在看不到希望的情況下,曹植索性直接開噴:
“堯之為教,先親後疏,自近及遠。周文王刑於寡妻,至於兄弟,以禦於家邦……至於臣者,人道絕緒,禁錮明時,臣竊自傷也。”
“近且婚媾不通,兄弟乖絕,吉凶之問塞,慶吊之禮廢。恩紀之違,甚於路人;隔閡之異,殊於胡越。”
“今臣以一切之製,永無朝覲之望,至於注心皇極,結情紫闥,神明知之矣。”
……
先是噴皇帝對待宗親的態度:
你看看人家古代的賢君,哪一個不是先親近自己的親人,親自給親人做示範,然後才敢說讓天下子民按規矩行事。
再看看現在我們大魏對待自家宗親,兄弟斷絕通信,不讓相互問候,連慶吊之事都不能往來,簡直和胡越那些野蠻人還野蠻!
皇帝這樣怎麼能教化好天下的子民?
我現在是不指望能回到洛陽了,但是我要為族人說一句公道話,這樣是不對的!
然後又以漢文帝與朱虛侯、東牟侯,周文王與同母弟虢仲、虢叔,周成王與召公、畢公的事跡來論述宗親的重要性。
所謂朱虛侯、東牟侯,皆是劉邦之孫,為平呂氏之亂立下功勞;
而虢仲、虢叔身為周文王的胞弟,在周文王建立周朝的過程中是出了大力;
召公、畢公則是周成王的叔叔,兩人輔助周成王開創了成康之治。
皆是宗親扶植人君的例子。
最後,曹植重點指出:
夫能使天下傾耳注目者,當權者是也。故謀能移主,威能懾下。豪右執政,不在親戚,權之所在,雖疏必重,勢之所去,雖親必輕。

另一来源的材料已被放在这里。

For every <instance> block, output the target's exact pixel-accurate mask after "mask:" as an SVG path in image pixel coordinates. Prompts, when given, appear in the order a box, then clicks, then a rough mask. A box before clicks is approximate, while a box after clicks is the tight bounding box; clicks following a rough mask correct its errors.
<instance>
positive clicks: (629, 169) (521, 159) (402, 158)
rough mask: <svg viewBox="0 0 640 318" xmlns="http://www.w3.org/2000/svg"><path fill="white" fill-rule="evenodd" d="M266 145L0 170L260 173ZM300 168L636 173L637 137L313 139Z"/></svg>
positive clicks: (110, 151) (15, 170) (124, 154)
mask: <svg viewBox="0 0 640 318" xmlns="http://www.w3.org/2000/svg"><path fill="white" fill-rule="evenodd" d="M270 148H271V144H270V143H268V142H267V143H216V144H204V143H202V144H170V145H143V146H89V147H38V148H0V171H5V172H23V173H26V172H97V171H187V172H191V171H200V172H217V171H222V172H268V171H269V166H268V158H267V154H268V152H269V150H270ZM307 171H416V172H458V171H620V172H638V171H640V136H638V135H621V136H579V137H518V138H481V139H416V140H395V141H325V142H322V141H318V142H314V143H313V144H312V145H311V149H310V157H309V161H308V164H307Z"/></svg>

蓋取齊者田族,非呂宗也;分晉者趙、魏,非姬姓也。惟陛下察之。
……
意思就是說能讓天下人聽話的,是手握權勢之人。
現在的魏國,都是世家大族執政,而不是我們曹家宗親。
照現在這個樣子發展下去,我們曹家的權勢遲早要被世家大族控製在手裡。
不信你看看瓜分齊國的人,是田氏而不是宗親呂氏;三家分晉,沒有一個是姓姬的。
陛下,你好好想想吧!
曹睿看完後,當場把奏章砸到地上,表示我想你阿母!
朱虛侯本欲立其兄為帝,東牟侯後來謀反,當吾不知耶?
連馮賊的文章都壓不下去,要你這文運代表人物來有何用?
若不是曹植沒有沾染上這一次的魏蜀之戰,說不得曹睿就想著把夏侯霸的鍋甩到曹植頭上。
但見曹睿發了一通脾氣過後,臉色忽陰忽晴,顯得極是難看。
此次曹植上奏章說這些話的時機挑得很是時候。
曹睿就是再怎麼咬牙切齒,他也知道,蕭關大敗後,曹真一病不起,放眼大魏,確實已經如曹植所言,世家大族掌權已成必然之勢。
除非自己能有五六七八年的時候,安安穩穩地收拾國內的局勢。
就目前看來,這幾乎就是一個近乎奢望的想法。
孫權的吳王之位是先帝封的,現在他棄王而稱帝,打的不僅僅是蜀人的臉,同時還是魏國的臉。
自己要是沒有任何表示,那還有什麼威信可言?
本以為蜀人會因此與吳人絕交,到時自己自有計較。
沒想到那諸葛匹夫,居然能硬生生地把蜀人反對聲音壓了下去,甚至還派人去給孫權慶賀。
想到這裡,曹睿又罵了一句:“劉禪那個廢物!諸葛匹夫那樣與篡位何異?居然還願意給他當假子!”
再加上隴右落於蜀人之手,涼州斷絕,關中受脅。
若大魏對此不管不顧,隻顧經營中原,恐怕數年後再回過頭來,蜀人已至宛洛矣!
曹睿身為皇帝,又怎麼可能看不到這些?
這一次他精心計劃兩年之久,欲奪回隴右,就是為了能對蜀人再次形成戰略優勢。
隻要以關中隴右為屏障,把蜀人堵死在漢中,則宛洛無憂,中原安定。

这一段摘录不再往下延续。